As far the current severe coronavirus disease 2019 (COVID-19), respiratory disease is still the biggest threat to human health. In addition, infectious respiratory diseases are particularly prominent. In addition to killing and clearing the infection pathogen directly, regulating the immune responses against the pathogens is also an important therapeutic modality. Sirtuins belong to NAD+-dependent class III histone deacetylases. Among 7 types of sirtuins, silent information regulator type-1 (SIRT1) played a multitasking role in modulating a wide range of physiological processes, including oxidative stress, inflammation, cell apoptosis, autophagy, antibacterial and antiviral functions. It showed a critical effect in regulating immune responses by deacetylation modification, especially through high-mobility group box 1 (HMGB1), a core molecule regulating the immune system. SIRT1 was associated with many respiratory diseases, including COVID-19 infection, bacterial pneumonia, tuberculosis, and so on. Here, we reviewed the latest research progress regarding the effects of SIRT1 on immune system in respiratory diseases. First, the structure and catalytic characteristics of SIRT1 were introduced.

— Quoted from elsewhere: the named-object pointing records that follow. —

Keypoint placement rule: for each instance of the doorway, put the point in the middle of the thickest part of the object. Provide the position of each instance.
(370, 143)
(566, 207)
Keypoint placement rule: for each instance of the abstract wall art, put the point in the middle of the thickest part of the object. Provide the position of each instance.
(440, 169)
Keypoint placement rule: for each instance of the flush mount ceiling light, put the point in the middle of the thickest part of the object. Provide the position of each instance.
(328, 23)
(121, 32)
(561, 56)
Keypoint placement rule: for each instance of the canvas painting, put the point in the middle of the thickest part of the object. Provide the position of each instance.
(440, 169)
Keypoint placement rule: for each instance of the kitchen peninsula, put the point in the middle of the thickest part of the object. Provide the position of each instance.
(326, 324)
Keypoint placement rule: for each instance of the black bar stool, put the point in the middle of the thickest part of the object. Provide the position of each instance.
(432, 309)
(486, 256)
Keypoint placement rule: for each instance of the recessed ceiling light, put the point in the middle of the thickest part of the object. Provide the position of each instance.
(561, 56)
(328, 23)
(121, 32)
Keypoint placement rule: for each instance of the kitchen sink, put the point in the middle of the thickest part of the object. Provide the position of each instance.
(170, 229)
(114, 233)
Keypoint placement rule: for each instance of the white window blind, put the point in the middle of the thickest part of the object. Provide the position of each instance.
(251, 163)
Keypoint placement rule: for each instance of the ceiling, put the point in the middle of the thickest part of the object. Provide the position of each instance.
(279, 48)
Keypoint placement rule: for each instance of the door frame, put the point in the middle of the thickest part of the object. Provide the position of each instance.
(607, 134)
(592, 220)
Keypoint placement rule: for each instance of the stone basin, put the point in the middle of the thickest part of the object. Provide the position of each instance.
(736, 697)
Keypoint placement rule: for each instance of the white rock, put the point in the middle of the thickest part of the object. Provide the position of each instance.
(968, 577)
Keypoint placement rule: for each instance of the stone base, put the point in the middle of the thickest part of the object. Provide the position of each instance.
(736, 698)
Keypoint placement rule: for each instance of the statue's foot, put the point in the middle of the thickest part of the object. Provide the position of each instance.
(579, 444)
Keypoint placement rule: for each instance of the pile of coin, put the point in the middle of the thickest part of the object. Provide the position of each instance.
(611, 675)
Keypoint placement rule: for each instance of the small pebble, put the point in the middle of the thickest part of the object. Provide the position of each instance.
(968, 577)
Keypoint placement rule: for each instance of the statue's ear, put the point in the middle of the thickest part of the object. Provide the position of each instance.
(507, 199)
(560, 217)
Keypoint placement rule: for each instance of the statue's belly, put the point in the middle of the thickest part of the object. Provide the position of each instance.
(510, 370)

Next, the roles of SIRT1, and the mechanisms underlying the immune regulatory effect through HMGB1, as well as the specific activators/inhibitors of SIRT1, were elaborated. Finally, the multitasking roles of SIRT1 in several respiratory diseases were discussed separately. Taken together, this review implied that SIRT1 could serve as a promising specific therapeutic target for the treatment of respiratory diseases.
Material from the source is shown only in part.